Shortly before my father died, my grandaunt, who was so vibrant even in her old age, quickly went down because she had an enlarged heart. I saw it on the x-ray that they did of her chest. She used to struggle to breathe. It went on like that until she was unconscious and we took her to the hospital where she regained consciousness, but she was not doing well and wanted to go home.

She had problems swallowing and they put in the tube. She was in there for three days. The doctors realised that they could not do much so they sent her home. We rented an oxygen cylinder, and moved her bed downstairs. We got the same nurses who looked after my father to go over to her. I used to watch them put the Suppligen, or whatever they were feeding her at the time, in a syringe and pump it through.

She lasted less than one week at home. She was 80 plus. I was there the morning that she died and had to leave. She died one hour afterwards.”

Family members were not the only ones whose deaths have affected him.

“I stopped at my former girlfriend’s mother’s house one evening on the way back from the country, it was about nine o’ clock. I had to be calling and calling her from the gate and, finally, she came and opened the door.

I saw that she was not doing well at all and I called the neighbours and my girlfriend, who headed out of town to be with her. They took her to the hospital in Falmouth and the next day while she was being transferred to the Cornwall Regional Hospital in an ambulance, she died. She was a smoker and had lung issues that led to a heart attack.

The father of that same girlfriend had cancer and eventually he was hospitalised in the Cornwall Regional Hospital and died.

I never saw my nanny (who cared for him as a child) for many years until we got a message to say that her husband had died.
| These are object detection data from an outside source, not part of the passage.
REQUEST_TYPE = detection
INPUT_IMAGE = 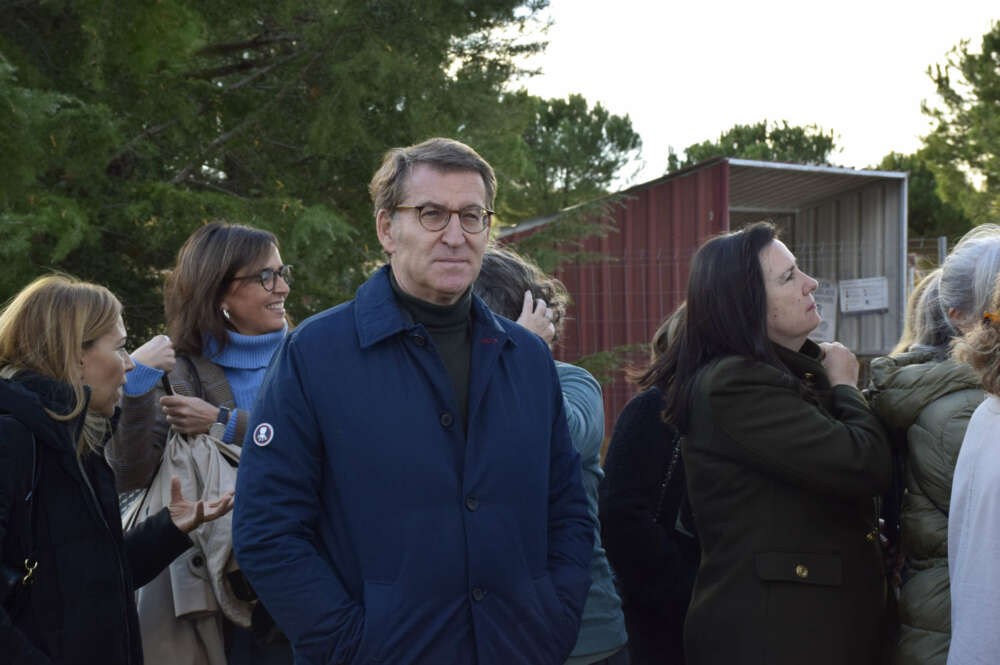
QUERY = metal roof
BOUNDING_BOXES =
[498,157,906,238]
[728,159,906,215]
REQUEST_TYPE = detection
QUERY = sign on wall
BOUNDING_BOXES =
[840,277,889,314]
[809,279,837,342]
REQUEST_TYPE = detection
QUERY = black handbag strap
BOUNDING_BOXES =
[653,430,681,524]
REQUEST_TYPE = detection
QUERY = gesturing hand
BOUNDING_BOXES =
[160,395,219,434]
[517,291,556,344]
[167,476,233,533]
[819,342,858,386]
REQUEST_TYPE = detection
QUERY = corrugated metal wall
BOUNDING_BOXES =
[503,159,906,436]
[504,161,729,435]
[777,180,906,356]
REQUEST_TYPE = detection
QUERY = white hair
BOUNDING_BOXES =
[938,224,1000,326]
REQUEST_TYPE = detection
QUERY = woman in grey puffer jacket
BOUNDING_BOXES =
[869,224,1000,665]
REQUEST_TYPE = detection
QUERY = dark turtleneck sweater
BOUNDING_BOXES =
[389,270,472,431]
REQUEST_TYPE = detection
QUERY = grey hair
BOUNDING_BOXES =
[938,224,1000,330]
[472,246,570,345]
[910,268,959,355]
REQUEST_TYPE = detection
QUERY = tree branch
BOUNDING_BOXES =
[195,35,297,55]
[170,31,346,185]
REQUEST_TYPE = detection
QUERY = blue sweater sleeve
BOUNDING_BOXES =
[125,358,163,397]
[556,361,604,464]
[548,363,594,656]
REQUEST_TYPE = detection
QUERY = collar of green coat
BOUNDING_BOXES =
[869,352,982,429]
[774,339,830,388]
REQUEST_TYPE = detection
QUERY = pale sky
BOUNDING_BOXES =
[515,0,1000,185]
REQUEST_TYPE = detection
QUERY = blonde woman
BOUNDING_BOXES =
[0,275,232,665]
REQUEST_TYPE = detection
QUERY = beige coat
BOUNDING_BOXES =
[109,359,253,665]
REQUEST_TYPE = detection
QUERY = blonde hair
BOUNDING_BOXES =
[889,268,958,356]
[952,268,1000,396]
[0,274,122,455]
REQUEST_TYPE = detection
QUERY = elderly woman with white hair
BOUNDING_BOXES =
[870,224,1000,665]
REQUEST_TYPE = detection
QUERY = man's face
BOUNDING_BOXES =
[376,164,489,305]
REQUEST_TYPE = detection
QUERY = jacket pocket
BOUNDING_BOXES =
[356,582,396,665]
[754,552,844,586]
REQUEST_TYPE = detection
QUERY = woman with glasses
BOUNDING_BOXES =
[109,222,292,665]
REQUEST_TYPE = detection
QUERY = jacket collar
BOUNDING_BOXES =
[354,264,516,349]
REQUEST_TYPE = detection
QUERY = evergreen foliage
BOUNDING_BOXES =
[667,120,836,172]
[923,22,1000,224]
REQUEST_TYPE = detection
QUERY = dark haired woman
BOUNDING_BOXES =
[600,304,699,665]
[110,222,292,665]
[648,223,890,665]
[0,275,233,665]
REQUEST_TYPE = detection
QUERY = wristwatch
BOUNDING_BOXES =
[208,406,229,441]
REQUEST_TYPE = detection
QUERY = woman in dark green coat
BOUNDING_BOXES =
[650,223,890,665]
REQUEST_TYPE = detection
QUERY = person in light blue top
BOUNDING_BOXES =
[108,222,292,665]
[474,248,628,665]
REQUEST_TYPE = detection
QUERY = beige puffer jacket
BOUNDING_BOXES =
[869,351,985,665]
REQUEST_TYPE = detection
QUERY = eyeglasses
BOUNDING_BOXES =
[233,265,292,291]
[396,203,494,233]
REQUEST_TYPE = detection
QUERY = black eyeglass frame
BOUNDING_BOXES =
[232,263,295,293]
[394,203,496,233]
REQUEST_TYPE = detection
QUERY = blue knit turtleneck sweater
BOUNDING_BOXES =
[125,324,288,443]
[202,324,288,441]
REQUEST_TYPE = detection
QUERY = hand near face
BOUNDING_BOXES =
[819,342,858,386]
[132,335,177,373]
[517,291,556,344]
[167,476,233,533]
[160,395,219,434]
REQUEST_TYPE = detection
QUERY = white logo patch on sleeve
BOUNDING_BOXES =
[253,423,274,448]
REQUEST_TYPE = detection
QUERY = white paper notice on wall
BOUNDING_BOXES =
[840,277,889,314]
[809,279,837,342]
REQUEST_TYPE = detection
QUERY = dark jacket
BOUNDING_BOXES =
[0,373,191,665]
[599,387,699,665]
[233,268,594,665]
[684,342,890,665]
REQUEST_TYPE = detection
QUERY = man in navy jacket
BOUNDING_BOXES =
[233,139,593,665]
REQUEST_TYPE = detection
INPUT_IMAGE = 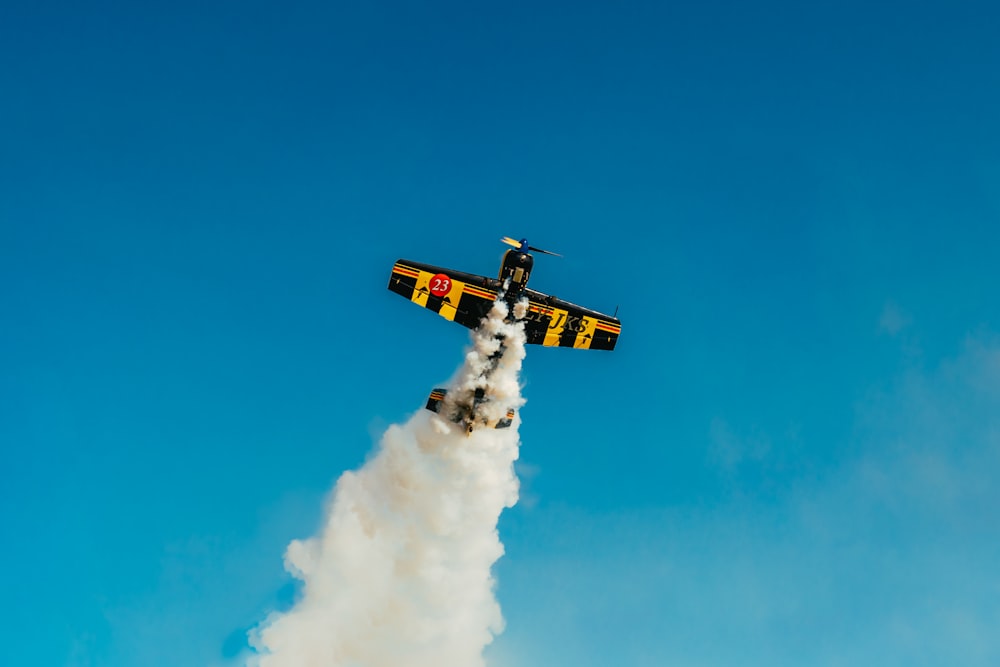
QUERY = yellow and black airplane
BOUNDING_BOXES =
[389,237,621,350]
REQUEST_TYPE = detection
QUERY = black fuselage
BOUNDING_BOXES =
[500,250,535,302]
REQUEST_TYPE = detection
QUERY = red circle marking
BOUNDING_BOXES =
[428,273,451,296]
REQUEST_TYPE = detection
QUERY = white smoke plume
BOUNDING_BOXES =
[249,302,524,667]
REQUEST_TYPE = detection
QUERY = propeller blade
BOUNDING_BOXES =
[528,245,562,257]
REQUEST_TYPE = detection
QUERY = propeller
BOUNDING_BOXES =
[500,236,562,257]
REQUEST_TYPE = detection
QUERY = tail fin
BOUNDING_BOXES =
[425,387,448,413]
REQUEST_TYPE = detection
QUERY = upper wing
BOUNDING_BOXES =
[389,259,499,329]
[524,289,622,350]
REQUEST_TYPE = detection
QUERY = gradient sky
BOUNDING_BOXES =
[0,0,1000,667]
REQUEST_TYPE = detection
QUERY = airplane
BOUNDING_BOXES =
[389,236,621,350]
[389,236,621,435]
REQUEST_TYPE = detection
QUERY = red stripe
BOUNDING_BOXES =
[392,266,420,278]
[465,285,496,299]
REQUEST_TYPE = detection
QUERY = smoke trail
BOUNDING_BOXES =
[250,302,524,667]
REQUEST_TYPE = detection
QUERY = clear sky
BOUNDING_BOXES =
[0,0,1000,667]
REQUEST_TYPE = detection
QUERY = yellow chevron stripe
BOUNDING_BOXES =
[597,320,622,334]
[573,317,598,350]
[542,308,569,347]
[392,264,420,278]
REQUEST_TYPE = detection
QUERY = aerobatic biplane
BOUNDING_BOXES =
[389,237,621,432]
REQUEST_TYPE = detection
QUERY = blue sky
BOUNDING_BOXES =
[0,2,1000,667]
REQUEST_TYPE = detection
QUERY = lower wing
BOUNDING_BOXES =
[524,289,622,350]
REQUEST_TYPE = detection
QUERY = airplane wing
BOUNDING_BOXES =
[524,289,622,350]
[389,259,500,329]
[389,259,621,350]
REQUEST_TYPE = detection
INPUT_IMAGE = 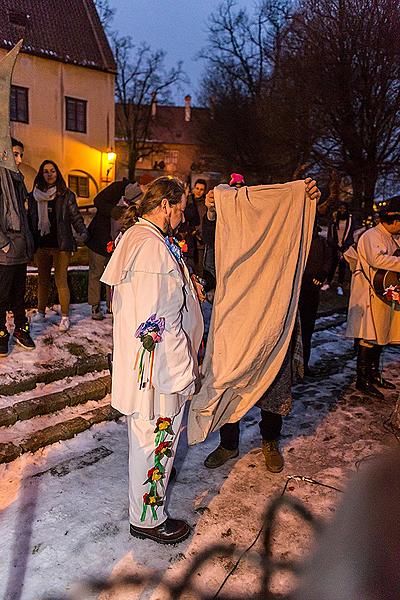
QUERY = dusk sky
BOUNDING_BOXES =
[110,0,254,104]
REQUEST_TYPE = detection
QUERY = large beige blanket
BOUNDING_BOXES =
[188,181,315,444]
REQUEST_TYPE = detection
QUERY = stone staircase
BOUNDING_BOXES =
[0,313,345,463]
[0,356,120,463]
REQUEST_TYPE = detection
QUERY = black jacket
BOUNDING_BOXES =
[0,171,34,265]
[328,214,357,252]
[86,178,130,256]
[302,234,333,287]
[28,189,87,252]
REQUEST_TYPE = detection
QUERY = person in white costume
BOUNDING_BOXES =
[102,177,203,544]
[344,196,400,399]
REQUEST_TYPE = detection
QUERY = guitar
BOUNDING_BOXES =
[372,248,400,304]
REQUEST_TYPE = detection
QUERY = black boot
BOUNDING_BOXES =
[0,327,10,356]
[371,346,396,390]
[356,344,385,400]
[13,321,36,350]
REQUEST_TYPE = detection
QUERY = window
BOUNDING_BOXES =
[65,97,87,133]
[68,175,89,198]
[10,85,29,123]
[165,150,179,165]
[8,10,31,27]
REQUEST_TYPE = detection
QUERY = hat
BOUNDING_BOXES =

They were two old people living in a little house in the country by themselves and the neighbours did not know who to call. They only knew that she used to call me her godson and they found my number in the phone book. She was older than (her husband) and was sick for a long time and he did not take good care of her.

When my cousin and I went to look for her, she was in such a bad condition and barely knew anything. We cleaned her up, but the next day she died as well.”

Even today, he is still dealing with the trauma of coping with a terminally ill person, though not a family member.

“Weeks ago, my current girlfriend’s father had major surgery. I gave blood for him and visited him at home, when he was in the hospital, even in the intensive care unit.

They discharged him and he is home recovering slowly, but he does have a terminal disease. It is always difficult, but I am the man about the place, so I have to deal with it.”